Let $p_2=ax^2+bxy+cy^2$, $a,b,c \in \mathbb{R}$ with $a \neq 0$; $p_2$ is homogeneous of degree $2$. By 'completing the square trick' we obtain: $p_2=a(x^2+\frac{b}{a}xy+\frac{c}{a}y^2)= a(x^2+2x\frac{b}{2a}y+\frac{b^2}{4a^2}y^2-\frac{b^2}{4a^2}y^2+\frac{c}{a}y^2)= a((x+\frac{b}{2a}y)^2+(\frac{c}{a}-\frac{b^2}{4a^2})y^2)= a(x+\frac{b}{2a}y)^2+a\frac{4ac-b^2}{4a^2}y^2$
Now consider $p_3=ax^3+bx^2y+cxy^2+dy^3$, $a,b,c,d \in \mathbb{R}$ with $a \neq 0$; $p_3$ is homogeneous of degree $3$. Similarly to the above trick we obtain: $p_3=a(x^3+\frac{b}{a}x^2y+\frac{c}{a}xy^2+\frac{d}{a}y^3)= a(x^3+3x^2\frac{b}{3a}y+3x(\frac{b}{3a}y)^2+(\frac{b}{3a}y)^3 -3x(\frac{b}{3a}y)^2+\frac{c}{a}xy^2-(\frac{b}{3a}y)^3+\frac{d}{a}y^3)= a(x^3+3x^2\frac{b}{3a}y+3x(\frac{b}{3a}y)^2+(\frac{b}{3a}y)^3)+ a(-3x\frac{b^2}{9a^2}y^2+\frac{c}{a}xy^2-\frac{b^3}{27a^3}y^3+\frac{d}{a}y^3)= a(x+\frac{b}{3a}y)^3+ a(\frac{c}{a}-3\frac{b^2}{9a^2})xy^2+a(\frac{d}{a}-\frac{b^3}{27a^3})y^3= a(x+\frac{b}{3a}y)^3+ \frac{9ac-3b^2}{9a}xy^2+\frac{27a^2d-b^3}{27a^2}y^3= a(x+\frac{b}{3a}y)^3+ \epsilon xy^2+\delta y^3$ where $\epsilon:=\frac{9ac-3b^2}{9a}=\frac{3ac-b^2}{3a}$ and $\delta:=\frac{27a^2d-b^3}{27a^2}$.
Now let $G: (x,y) \mapsto (x-\frac{b}{3a}y,y)$; $G$ is an (affine) automorphism of $\mathbb{R}$. We get that: $G(p_3)=G(a(x+\frac{b}{3a}y)^3+ \epsilon xy^2+\delta y^3)= aG(x+\frac{b}{3a}y)^3+ \epsilon G(xy^2)+\delta G(y^3)=ax^3+ \epsilon (x-\frac{b}{3a}y)y^2+\delta y^3= ax^3+ \epsilon xy^2+ (\delta-\epsilon\frac{b}{3a})y^3$
Therefore, $\frac{\partial (G(p_3))}{\partial x}=3ax^2+\epsilon y^2$, in which every monomial has even $x$ degree and even $y$ degree.
Is there a similar trick for higher odd degrees $2n+1 \in \{5,7,\ldots\}$? Namely, can one find an affine automorphism $G$ of $\mathbb{R}[x,y]$ such that every monomial in $\frac{\partial G(p_{2n+1})}{\partial x}$ has even $x$ degree and even $y$ degree. ?
The problem is that, for example, for degree $5$ the above trick only yields the existence of an automorphism $H$ such that: $H(p_5)=Ax^5+Cx^3y^2+Dx^2y^3+Exy^4+Fy^5$, and then $\frac{\partial (Ax^5+Cx^3y^2+Dx^2y^3+Exy^4+Fy^5)}{\partial x} = 5Ax^4+3Cx^2y^2+2Dxy^3+Ey^4$, which contains $2Dxy^3$.
Related questions are: i (former question of mine), ii (geometric interpretation) and iii (which is not exactly what I have asked; I did not ask for a sum of squares).
Thank you very much!
By dehomogenizing the equation, this is equivalent to finding a substitution $x\mapsto x+c$ so that after substituting, $p(x)$ has no terms of even degree.
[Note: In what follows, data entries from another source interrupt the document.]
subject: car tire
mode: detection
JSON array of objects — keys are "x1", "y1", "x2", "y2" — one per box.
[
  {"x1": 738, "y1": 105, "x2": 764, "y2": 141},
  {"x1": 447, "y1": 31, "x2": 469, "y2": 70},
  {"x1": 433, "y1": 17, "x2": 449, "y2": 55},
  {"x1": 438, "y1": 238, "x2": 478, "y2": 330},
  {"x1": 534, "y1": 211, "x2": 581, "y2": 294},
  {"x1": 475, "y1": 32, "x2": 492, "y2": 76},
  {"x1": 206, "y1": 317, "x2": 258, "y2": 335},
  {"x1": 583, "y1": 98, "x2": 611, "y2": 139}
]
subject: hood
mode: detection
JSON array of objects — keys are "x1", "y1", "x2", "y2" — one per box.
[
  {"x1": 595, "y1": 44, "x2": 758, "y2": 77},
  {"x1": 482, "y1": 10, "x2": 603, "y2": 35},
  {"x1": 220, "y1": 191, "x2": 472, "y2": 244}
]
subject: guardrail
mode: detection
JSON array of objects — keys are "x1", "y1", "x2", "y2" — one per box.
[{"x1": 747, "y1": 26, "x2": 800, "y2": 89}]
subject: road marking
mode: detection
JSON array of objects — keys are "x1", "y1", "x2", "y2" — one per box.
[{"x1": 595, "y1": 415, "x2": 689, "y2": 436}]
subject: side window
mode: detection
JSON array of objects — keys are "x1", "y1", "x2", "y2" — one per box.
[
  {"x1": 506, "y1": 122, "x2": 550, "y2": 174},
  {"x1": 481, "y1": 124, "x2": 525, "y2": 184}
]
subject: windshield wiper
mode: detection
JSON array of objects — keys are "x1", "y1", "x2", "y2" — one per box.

This means that the even symmetric polynomials in the roots should evaluate to $0$ after translating all roots by $c$. This is not in general possible: $c$ is uniquely determined by the top two coefficients, and the set of $c$ which work for each individual lower degree coefficients is a Zariski-closed proper subset of $\Bbb R$, ie a finite collection of points. Since the polynomials are algebraically independent (by the fundamental theorem on symmetric polynomials), asking for $c$ to be in each of these subsets is a probability 0 condition.
Alternately, since the translation $x\mapsto x+c$ is a group action by $\Bbb R$ on the space of polynomials, it's enough to demonstrate that the orbit of $a_{2n+1}x^{2n+1}+a_{2n-1}x^{2n-1}+\cdots+a_1x+a_0$ is of small dimension. The dimension of the space of degree exactly $2n+1$ polnyomials is $2n+2$, and the dimension of the requested orbit is $n+3$ - for $n>1$, this gives that the requested orbit has smaller dimension than the whole space, and therefore a polynomial is in this orbit with probability 0.